Di luar rumah sakit, Karin membuka amplop itu dengan tangan gemetar. Ia membaca terminologi medis yang rumit, namun kesimpulan akhirnya jelas: Infertilitas Permanen. Sialan, itu benar-benar mandul.
...----------------...
Karin mengemudi ke rumah Ibunya, Saras. Ia masuk dengan panik, air mata dan maskaranya berlepotan.
"Mami!" panggil Karin, suaranya serak dan putus asa. Ia bahkan tidak sanggup menyelesaikan kalimatnya.
Saras, yang dipanggil Mami, terkejut melihat putrinya dalam keadaan seperti itu. "Ada apa, Karin? Kenapa kamu panik begini? Hasil tesnya kenapa?"
"Mi ... Mi, aku ..." Karin terisak lagi. "Aku ... aku mandul, Mi!"
Saras syok. Ia membeku selama beberapa detik, tidak percaya dengan apa yang baru saja didengarnya. Wajahnya berubah pucat pasi.
"Mandul? Itu tidak mungkin, Karin! Itu bohong! Pasti ada yang salah dengan tesnya! Ayo, kita ke rumah sakit lain! Kita coba di Singapura!" desak Saras, panik.
"Nggak, Mi!" Karin menggeleng kuat. "Aku tes di rumah sakit terbaik di negara ini! Itu juga pilihan Ibu mertua! Hasilnya nggak mungkin salah, Mi!"
Saras memaksa dirinya untuk berpikir jernih.
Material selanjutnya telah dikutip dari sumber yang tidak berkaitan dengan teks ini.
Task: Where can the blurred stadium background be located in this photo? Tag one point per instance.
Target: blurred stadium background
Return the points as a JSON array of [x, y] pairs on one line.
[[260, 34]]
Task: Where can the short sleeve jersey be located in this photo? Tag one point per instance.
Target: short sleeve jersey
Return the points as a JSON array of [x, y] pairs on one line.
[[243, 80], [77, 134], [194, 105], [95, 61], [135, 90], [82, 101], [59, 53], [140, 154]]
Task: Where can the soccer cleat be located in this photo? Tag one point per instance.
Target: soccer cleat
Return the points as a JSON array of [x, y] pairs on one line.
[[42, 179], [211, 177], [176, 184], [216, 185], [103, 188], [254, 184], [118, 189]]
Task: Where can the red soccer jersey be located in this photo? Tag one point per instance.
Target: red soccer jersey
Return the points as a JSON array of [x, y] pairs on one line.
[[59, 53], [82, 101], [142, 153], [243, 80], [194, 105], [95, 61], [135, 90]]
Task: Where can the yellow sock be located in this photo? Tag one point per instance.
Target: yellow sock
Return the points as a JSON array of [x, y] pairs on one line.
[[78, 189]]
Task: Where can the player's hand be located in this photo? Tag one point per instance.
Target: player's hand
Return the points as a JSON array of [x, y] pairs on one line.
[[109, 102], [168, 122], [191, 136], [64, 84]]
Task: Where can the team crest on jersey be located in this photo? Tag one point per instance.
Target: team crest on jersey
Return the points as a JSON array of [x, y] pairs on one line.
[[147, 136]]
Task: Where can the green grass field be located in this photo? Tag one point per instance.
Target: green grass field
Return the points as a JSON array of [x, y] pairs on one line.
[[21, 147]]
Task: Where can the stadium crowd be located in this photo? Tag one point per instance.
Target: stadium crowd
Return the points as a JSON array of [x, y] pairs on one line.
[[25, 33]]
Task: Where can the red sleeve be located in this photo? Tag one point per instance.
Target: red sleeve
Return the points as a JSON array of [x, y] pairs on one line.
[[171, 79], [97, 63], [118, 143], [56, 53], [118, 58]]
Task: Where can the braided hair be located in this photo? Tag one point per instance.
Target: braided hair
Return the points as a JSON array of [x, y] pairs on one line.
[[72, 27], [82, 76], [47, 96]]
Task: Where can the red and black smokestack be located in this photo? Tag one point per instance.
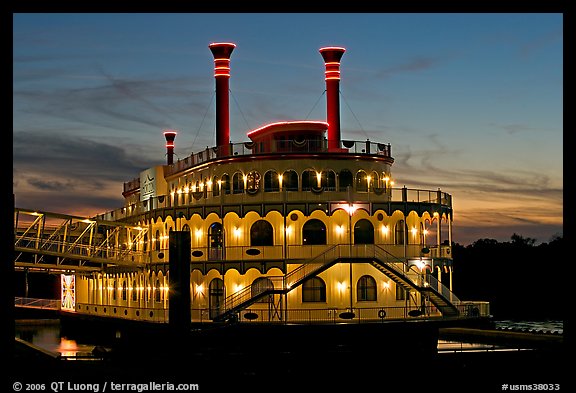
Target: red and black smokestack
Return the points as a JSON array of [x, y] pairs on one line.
[[170, 135], [332, 56], [222, 52]]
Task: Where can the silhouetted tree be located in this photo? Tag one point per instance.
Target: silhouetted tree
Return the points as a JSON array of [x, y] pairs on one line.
[[521, 280]]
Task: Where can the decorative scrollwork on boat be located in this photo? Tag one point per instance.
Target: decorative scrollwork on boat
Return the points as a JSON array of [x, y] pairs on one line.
[[198, 194], [299, 143]]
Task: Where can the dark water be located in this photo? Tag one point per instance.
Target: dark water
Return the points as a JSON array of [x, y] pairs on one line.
[[46, 334]]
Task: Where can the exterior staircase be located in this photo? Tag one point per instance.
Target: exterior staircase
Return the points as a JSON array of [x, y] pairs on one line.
[[393, 267]]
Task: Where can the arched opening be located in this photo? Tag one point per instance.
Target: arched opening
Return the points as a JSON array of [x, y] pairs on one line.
[[313, 232], [361, 181], [271, 182], [238, 183], [309, 180], [261, 234], [215, 297], [345, 180], [400, 230], [157, 241], [363, 232], [366, 289], [260, 285], [314, 290], [157, 291], [225, 184], [328, 180], [215, 241], [290, 180]]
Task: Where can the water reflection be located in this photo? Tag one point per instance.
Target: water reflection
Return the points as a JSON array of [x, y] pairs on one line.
[[45, 333]]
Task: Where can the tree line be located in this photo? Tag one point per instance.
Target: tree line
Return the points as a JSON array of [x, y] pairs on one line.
[[520, 279]]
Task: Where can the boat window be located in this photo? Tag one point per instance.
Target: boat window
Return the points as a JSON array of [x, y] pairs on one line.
[[225, 184], [329, 180], [314, 290], [313, 232], [238, 183], [400, 293], [290, 181], [271, 182], [261, 234], [345, 180], [361, 181], [363, 232], [400, 232], [309, 180], [366, 289], [260, 285]]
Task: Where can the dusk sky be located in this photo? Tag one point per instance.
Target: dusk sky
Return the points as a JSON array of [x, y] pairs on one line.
[[472, 103]]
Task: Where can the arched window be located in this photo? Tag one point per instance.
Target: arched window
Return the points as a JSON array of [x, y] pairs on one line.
[[363, 232], [313, 232], [215, 241], [309, 180], [271, 182], [260, 285], [216, 293], [290, 181], [345, 180], [366, 289], [400, 292], [157, 244], [225, 184], [157, 291], [374, 180], [314, 290], [215, 186], [400, 232], [261, 234], [361, 181], [124, 290], [329, 180], [238, 183]]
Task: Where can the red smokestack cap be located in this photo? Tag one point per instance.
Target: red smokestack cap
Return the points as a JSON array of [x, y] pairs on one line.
[[332, 56], [170, 135], [222, 52]]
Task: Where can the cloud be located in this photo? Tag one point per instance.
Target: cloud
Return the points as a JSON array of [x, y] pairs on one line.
[[107, 101], [416, 64], [529, 48]]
Semua kepanikan itu segera berganti menjadi perhitungan bisnis yang kejam. Ia menarik Karin menjauh dari pintu, memastikan tidak ada yang mendengar.
Karin menggeleng di antara isak tangisnya. "Belum, Mi. Aku bahkan nggak sanggup telepon kamu."
Saras menarik napas lega. "Bagus. Dengarkan Mami. Kita harus segera menyuap Dokter dan semua orang yang terlibat dari pemeriksaan ini untuk tutup mulut. Berapa pun biayanya, Mami akan tanggung."
Saras menangkup wajah Karin, tatapannya penuh peringatan yang keras.
"Kamu jangan pernah bocorkan perihal ini kepada siapa pun! Jangan sampai Sergio, apalagi orang tuanya, tahu tentang ini! Rahasia ini harus kita kubur dalam-dalam, Karin. Ini adalah satu-satunya kesempatan kita untuk tetap bertahan."